According to Pettitt this time was just a pause, it was just an interruption in the usual flow of human communication. The web, says Pettitt, is returning us to a pre-Gutenberg state. It's a controversial idea, but a fascinating one. And one whose back-to-the-future sensibility (particularly now, with the introduction of all kinds of mobile devices) seems increasingly relevant. As an online publisher the challenge is, of course, how do you engage readers with your content? Well, this challenge has been growing over the last few years and it has evolved towards a new way of incorporating dialogue between the journalists and readers through posted comments.

We are trying to encourage our B2B readers to post comments and engage in discussions with us. To do this we pose questions under every article we write to engage debate and this approach is proving to be successful as readers are now actively engaging in discussions with us. For example, we currently get more than a hundred comments on our French site IT Silicon.

Being controversial and polemic is key for a comment to be 'appealing' to other readers and engage discussion. But we are also using other channels to connect with our B2B readers. Alongside providing the ability to make comments under articles, we also use social media to reach our readers. We place articles on Facebook and Google Currents and we are trying different techniques to push content out to get an interaction or discussion going.

I have to say, posting comments and engaging in discussions is a much more familiar and well-trodden path for consumer publications but in the B2B space it is proving to be a tougher audience to crack. This is because content in consumer titles tend to be more personal and applies to every-day life which readers can associate with. People want to defend their brand, ideas and contribute. When you are dealing with a B2B publication and technology issues your audience will be less interested in all the topics addressed. For example if we take two technology news topics, the new iPhone versus the new Dell server.

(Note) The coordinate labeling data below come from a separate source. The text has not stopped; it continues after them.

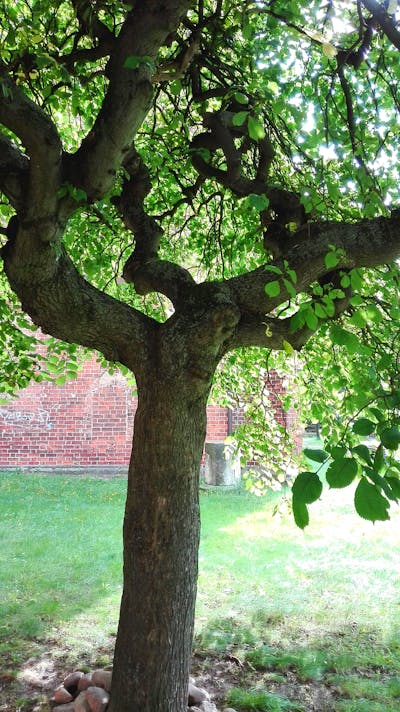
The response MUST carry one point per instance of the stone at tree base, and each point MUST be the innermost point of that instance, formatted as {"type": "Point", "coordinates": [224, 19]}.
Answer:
{"type": "Point", "coordinates": [97, 699]}
{"type": "Point", "coordinates": [207, 706]}
{"type": "Point", "coordinates": [196, 695]}
{"type": "Point", "coordinates": [85, 682]}
{"type": "Point", "coordinates": [71, 681]}
{"type": "Point", "coordinates": [81, 704]}
{"type": "Point", "coordinates": [102, 678]}
{"type": "Point", "coordinates": [62, 696]}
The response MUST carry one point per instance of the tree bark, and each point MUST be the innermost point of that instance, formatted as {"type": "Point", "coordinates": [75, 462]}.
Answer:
{"type": "Point", "coordinates": [161, 538]}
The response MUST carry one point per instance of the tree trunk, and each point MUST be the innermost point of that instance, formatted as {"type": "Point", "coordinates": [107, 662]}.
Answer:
{"type": "Point", "coordinates": [161, 538]}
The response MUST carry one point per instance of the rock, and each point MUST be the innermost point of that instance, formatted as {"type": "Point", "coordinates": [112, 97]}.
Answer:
{"type": "Point", "coordinates": [61, 695]}
{"type": "Point", "coordinates": [71, 681]}
{"type": "Point", "coordinates": [207, 706]}
{"type": "Point", "coordinates": [81, 704]}
{"type": "Point", "coordinates": [97, 699]}
{"type": "Point", "coordinates": [102, 678]}
{"type": "Point", "coordinates": [196, 695]}
{"type": "Point", "coordinates": [85, 682]}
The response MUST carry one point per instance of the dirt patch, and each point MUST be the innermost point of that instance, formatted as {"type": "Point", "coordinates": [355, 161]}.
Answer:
{"type": "Point", "coordinates": [29, 688]}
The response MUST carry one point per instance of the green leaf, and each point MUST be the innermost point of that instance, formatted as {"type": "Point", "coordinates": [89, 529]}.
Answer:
{"type": "Point", "coordinates": [311, 319]}
{"type": "Point", "coordinates": [345, 338]}
{"type": "Point", "coordinates": [297, 322]}
{"type": "Point", "coordinates": [255, 129]}
{"type": "Point", "coordinates": [363, 426]}
{"type": "Point", "coordinates": [241, 98]}
{"type": "Point", "coordinates": [307, 487]}
{"type": "Point", "coordinates": [315, 455]}
{"type": "Point", "coordinates": [390, 438]}
{"type": "Point", "coordinates": [320, 311]}
{"type": "Point", "coordinates": [338, 452]}
{"type": "Point", "coordinates": [331, 260]}
{"type": "Point", "coordinates": [379, 459]}
{"type": "Point", "coordinates": [239, 118]}
{"type": "Point", "coordinates": [259, 202]}
{"type": "Point", "coordinates": [363, 453]}
{"type": "Point", "coordinates": [289, 287]}
{"type": "Point", "coordinates": [273, 288]}
{"type": "Point", "coordinates": [394, 484]}
{"type": "Point", "coordinates": [341, 473]}
{"type": "Point", "coordinates": [273, 269]}
{"type": "Point", "coordinates": [288, 348]}
{"type": "Point", "coordinates": [369, 502]}
{"type": "Point", "coordinates": [300, 513]}
{"type": "Point", "coordinates": [133, 62]}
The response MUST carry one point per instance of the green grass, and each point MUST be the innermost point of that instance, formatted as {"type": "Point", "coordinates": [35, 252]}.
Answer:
{"type": "Point", "coordinates": [298, 610]}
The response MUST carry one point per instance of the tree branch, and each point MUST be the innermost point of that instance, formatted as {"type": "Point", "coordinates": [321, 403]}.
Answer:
{"type": "Point", "coordinates": [267, 332]}
{"type": "Point", "coordinates": [367, 243]}
{"type": "Point", "coordinates": [384, 20]}
{"type": "Point", "coordinates": [128, 98]}
{"type": "Point", "coordinates": [143, 268]}
{"type": "Point", "coordinates": [43, 145]}
{"type": "Point", "coordinates": [14, 173]}
{"type": "Point", "coordinates": [66, 306]}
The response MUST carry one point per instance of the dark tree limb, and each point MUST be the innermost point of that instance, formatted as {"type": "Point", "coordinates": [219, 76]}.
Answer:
{"type": "Point", "coordinates": [143, 268]}
{"type": "Point", "coordinates": [128, 97]}
{"type": "Point", "coordinates": [43, 146]}
{"type": "Point", "coordinates": [384, 20]}
{"type": "Point", "coordinates": [367, 243]}
{"type": "Point", "coordinates": [66, 306]}
{"type": "Point", "coordinates": [14, 173]}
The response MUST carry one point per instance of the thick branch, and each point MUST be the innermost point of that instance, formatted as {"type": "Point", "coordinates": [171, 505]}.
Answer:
{"type": "Point", "coordinates": [267, 332]}
{"type": "Point", "coordinates": [365, 244]}
{"type": "Point", "coordinates": [128, 97]}
{"type": "Point", "coordinates": [384, 20]}
{"type": "Point", "coordinates": [275, 333]}
{"type": "Point", "coordinates": [143, 268]}
{"type": "Point", "coordinates": [14, 173]}
{"type": "Point", "coordinates": [65, 305]}
{"type": "Point", "coordinates": [42, 143]}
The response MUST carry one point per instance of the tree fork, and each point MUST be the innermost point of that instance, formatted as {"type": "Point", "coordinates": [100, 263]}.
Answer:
{"type": "Point", "coordinates": [161, 538]}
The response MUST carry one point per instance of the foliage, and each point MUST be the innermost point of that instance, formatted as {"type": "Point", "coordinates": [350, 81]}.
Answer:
{"type": "Point", "coordinates": [318, 84]}
{"type": "Point", "coordinates": [280, 629]}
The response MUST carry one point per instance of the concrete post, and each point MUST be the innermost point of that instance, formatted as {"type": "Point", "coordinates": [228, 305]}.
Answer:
{"type": "Point", "coordinates": [222, 466]}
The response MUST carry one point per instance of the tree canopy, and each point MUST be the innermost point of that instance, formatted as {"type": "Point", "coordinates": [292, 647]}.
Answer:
{"type": "Point", "coordinates": [265, 154]}
{"type": "Point", "coordinates": [184, 180]}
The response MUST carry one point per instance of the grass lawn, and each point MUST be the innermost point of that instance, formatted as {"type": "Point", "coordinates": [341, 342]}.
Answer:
{"type": "Point", "coordinates": [285, 620]}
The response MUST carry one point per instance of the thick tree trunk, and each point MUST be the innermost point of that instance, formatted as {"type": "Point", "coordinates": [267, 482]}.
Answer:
{"type": "Point", "coordinates": [161, 537]}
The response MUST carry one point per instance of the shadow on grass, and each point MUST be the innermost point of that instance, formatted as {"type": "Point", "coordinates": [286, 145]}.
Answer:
{"type": "Point", "coordinates": [341, 669]}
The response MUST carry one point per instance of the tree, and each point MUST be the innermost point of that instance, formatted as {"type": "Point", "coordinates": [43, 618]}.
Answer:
{"type": "Point", "coordinates": [239, 160]}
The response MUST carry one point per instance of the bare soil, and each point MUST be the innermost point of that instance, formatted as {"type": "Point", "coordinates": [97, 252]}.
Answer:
{"type": "Point", "coordinates": [29, 687]}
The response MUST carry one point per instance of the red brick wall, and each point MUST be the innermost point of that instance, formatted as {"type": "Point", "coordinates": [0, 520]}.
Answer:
{"type": "Point", "coordinates": [88, 421]}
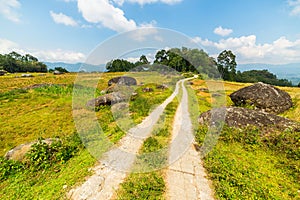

The first topic will generate many more responses as it appeals more to the individual consumer, whilst the Dell server applies to quite a select group of readers and it is therefore more difficult to get readers really engaged with the topic.

Another important aspect about generating debate in the B2B environment is having the ability to control comments. A lot of vendors and brands in the B2B space are less comfortable with open comments, they still want to try and control what people say and we therefore have a role to play in educating them. For the time being it is therefore essential that the editor has a way of monitoring this. There are two ways in which editors can do this. One way is by monitoring and screening the comments before they are posted, with the advantage that it will avoid those negative comments but with the disadvantage that it will lose the real-time feeling that some readers like.

The other way is to monitor and edit comments after they are posted, this has the advantage that it is a more dynamic and real-time approach and looks like a live chat but you run the risk that sometimes readers will say something that could be negative, untrue, controversial or offensive. At NetMediaEurope we are keen on providing readers with that real-time, continuous dialogue or chat and therefore we have adopted the second approach that I have outlined. Every publisher will have their own way of managing comments, at NetMediaEurope our websites have been running comments around articles for a long time and this has proved very successful with our readers.

In my opinion, an article doesn't end with the writer's full stop, in many ways a piece comes to life with the first reader's comment. In fact I would go as far as to say that an article without comments is now not only unimaginable to our readers, but to our writers as well.